The rapid development of high-technology fields, such as aviation and aerospace engineering, leads to the increased demand for lightweight and high-strength bent tubes due to their desirable properties. However, these tubes are of clear anisotropy. The anisotropy of tubes is usually described in terms of the contractile strain ratio (CSR). The current method to determine CSR can only be applied to cases of small uniform plastic deformation. This makes it difficult to obtain the variation in CSR during the plastic forming processes in which large plastic deformation usually occurs. Considering that the circumferential strain and axial strain can be directly and continuously obtained using the Digital Speckle Correlation Method (DSCM), this study proposed a new method based on the DSCM for determining CSR values over a large deformation range.
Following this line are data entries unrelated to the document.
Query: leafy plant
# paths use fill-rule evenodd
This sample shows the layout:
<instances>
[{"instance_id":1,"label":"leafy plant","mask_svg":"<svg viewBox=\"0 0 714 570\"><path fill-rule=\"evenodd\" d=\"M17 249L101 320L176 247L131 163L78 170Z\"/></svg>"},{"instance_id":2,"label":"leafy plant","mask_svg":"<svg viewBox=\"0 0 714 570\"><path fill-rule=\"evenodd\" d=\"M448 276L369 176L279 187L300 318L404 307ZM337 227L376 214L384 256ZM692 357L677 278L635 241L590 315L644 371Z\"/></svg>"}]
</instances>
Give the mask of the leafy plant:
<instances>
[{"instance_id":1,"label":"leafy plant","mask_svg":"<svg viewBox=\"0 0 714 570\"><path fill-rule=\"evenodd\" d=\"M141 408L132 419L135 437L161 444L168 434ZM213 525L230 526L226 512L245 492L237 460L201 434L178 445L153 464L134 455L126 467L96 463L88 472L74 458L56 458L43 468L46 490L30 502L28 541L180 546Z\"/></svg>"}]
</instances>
Using this method, small gage lengths can be flexibly adopted to obtain a uniform plastic deformation as large as possible. To improve the precision of the method, elastic deformation was compensated theoretically, and varied values of Young's modulus with deformation were adopted. Using this method, the CSR of Ti-3Al-2.5V (ASTM Gr. 9) titanium alloy seamless tubes, which are typical anisotropic tubes, was observed varying with plastic deformation in that it decreased rapidly in the initial stage, then decreased slowly until stabilizing in the final stage. The variation can be expressed approximately as a second-order decay equation. The results of this study also show that the variation of CSR is sensitive to the values of Young's modulus and Poisson's ratio, therefore, varied values of Young's modulus and reliable Poisson's ratio should be adopted to improve precision. By embedding the variation in CSR with deformation into the finite element (FE) simulation for the numerical control (NC) bending of Ti-3Al-2.5V seamless tubes, the predication accuracy for the thinning degree of wall thickness, the flattening degree of the cross-section, and the springback angle can all be improved.